Eine Initiative des Staatsoberhaupts zur Kürzung der eigenen Pension sollte auch eine zweite Debatte wieder in Gang bringen, die vor einigen Wochen kurz und heftig entflammte: den Protest gegen den Pensionsskandal bei der Pleitebank Hypo Real Estate (HRE), die nur durch Milliardeneinlagen und Bürgschaften des deutschen Staates am Leben gehalten wird.

Der ehemalige Vorstandschef Axel Wieandt, 44,, der die Leitung der Bank in der Finanzkrise übernahm und nur 18 Monate auf diesem Posten blieb, hat sich dafür eine Pension von jährlich rund 240 000 Euro vom 60. Lebensjahr an zusichern lassen. Ähnliche Regelungen gelten für weitere Vorstandsmitglieder.

Der Skandal wurde in Berlin schnell politisch beerdigt, weil Regierung und Opposition sich nicht wirklich ernsthaft streiten mochten. Als Wieandts Pensionsvertrag ausgehandelt wurde, war noch Peer Steinbrück von der SPD Bundesfinanzminister. Er hätte die Vereinbarung 2008 formal wohl nicht verhindern können, weil die Bank da noch nicht in Staatsbesitz war. Politisch aber gewiss! Ein öffentliches Steinbrück-Donnerwetter plus die Androhung, die Staatshilfe zurückzuziehen - und der Pensionsspuk wäre vorbei gewesen. Doch da waren wohl Steinbrücks Beamte nicht wach genug, dieselben Beamten, die unter ihrem neuen Chef Wolfgang Schäuble versäumten, die ebenfalls skandalösen Bonuszahlungen bei der HRE zu stoppen. So wirken Steinbrück und Schäuble jetzt gleichermaßen düpiert.

Aber es bleibt dabei: 20 000 Euro Pension im Monat für 18 Monate Arbeit von einer Bank, die am Tropf des Steuerzahlers hängt - das ist nicht hinzunehmen. Das zeugt von jener Mentalität, die Bundespräsident Wulff in seiner Rede am 3. Oktober ebenfalls treffend beschrieben hat. In Zusammenhang mit der Finanzkrise sprach er von selbst ernannten Eliten, die sich aus der Gemeinschaft in eine "eigene abgehobene Parallelwelt" verabschiedet hätten.

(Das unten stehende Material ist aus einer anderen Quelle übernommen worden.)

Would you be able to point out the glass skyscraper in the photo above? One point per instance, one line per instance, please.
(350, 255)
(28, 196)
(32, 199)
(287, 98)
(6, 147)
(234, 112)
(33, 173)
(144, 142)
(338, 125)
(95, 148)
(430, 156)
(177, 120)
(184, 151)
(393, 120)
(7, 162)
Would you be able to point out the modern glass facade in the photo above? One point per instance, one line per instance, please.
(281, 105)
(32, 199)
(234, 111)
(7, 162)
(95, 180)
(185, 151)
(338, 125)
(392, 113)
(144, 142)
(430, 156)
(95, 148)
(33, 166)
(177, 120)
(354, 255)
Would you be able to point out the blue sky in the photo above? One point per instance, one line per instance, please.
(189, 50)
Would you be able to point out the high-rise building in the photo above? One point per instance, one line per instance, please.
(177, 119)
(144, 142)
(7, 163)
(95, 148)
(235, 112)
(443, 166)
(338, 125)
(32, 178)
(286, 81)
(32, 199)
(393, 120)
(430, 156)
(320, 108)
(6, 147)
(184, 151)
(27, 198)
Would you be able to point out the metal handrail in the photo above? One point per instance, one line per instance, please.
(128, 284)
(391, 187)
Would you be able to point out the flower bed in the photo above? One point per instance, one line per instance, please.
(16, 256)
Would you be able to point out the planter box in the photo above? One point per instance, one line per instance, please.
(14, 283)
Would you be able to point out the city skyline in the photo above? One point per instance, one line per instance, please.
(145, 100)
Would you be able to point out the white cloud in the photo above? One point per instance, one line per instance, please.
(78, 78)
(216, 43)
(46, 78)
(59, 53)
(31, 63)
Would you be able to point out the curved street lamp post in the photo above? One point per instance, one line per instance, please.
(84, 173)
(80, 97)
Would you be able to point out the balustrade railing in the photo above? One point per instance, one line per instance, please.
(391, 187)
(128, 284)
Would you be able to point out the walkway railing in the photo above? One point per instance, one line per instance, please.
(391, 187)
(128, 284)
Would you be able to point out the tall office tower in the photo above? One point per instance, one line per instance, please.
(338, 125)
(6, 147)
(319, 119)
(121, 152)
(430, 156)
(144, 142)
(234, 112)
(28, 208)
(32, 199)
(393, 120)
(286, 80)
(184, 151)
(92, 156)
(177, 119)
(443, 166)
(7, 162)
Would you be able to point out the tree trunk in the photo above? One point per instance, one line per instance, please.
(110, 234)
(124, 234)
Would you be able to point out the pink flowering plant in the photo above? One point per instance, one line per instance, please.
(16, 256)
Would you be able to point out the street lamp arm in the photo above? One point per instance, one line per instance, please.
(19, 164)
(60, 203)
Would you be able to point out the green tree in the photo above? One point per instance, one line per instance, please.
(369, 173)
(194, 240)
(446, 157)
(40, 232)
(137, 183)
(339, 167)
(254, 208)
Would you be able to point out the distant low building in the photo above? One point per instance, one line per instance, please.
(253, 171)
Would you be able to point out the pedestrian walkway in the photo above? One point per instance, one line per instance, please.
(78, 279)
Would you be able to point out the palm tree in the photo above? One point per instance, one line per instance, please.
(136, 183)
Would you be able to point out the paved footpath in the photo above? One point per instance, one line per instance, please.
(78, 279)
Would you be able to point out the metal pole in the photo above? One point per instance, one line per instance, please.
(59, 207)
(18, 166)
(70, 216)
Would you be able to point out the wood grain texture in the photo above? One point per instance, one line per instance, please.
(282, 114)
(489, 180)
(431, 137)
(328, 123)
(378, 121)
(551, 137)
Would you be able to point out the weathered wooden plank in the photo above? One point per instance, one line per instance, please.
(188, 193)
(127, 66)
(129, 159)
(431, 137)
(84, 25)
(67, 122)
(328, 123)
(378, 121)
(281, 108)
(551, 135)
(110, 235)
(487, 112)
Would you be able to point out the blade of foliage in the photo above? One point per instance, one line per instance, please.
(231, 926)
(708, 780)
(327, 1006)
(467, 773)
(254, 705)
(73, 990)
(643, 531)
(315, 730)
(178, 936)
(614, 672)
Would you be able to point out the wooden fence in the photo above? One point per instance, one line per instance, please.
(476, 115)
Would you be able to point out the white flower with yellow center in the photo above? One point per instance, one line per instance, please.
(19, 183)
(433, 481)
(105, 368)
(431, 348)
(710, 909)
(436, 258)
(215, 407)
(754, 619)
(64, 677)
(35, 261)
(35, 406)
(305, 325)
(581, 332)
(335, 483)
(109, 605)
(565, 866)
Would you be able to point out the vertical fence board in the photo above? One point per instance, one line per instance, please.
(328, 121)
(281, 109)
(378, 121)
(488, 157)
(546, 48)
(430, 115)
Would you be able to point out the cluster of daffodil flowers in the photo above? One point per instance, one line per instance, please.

Christian Wulffs Vorstoß, seine eigene Altersversorgung neu festzulegen, sollte zum Anstoß dafür werden, andere Pensionsregelungen im Einflussbereich des Staates zu überprüfen und notfalls zu korrigieren. Im Fall der HRE wäre die leichteste Lösung: freiwilliger Verzicht des Begünstigten.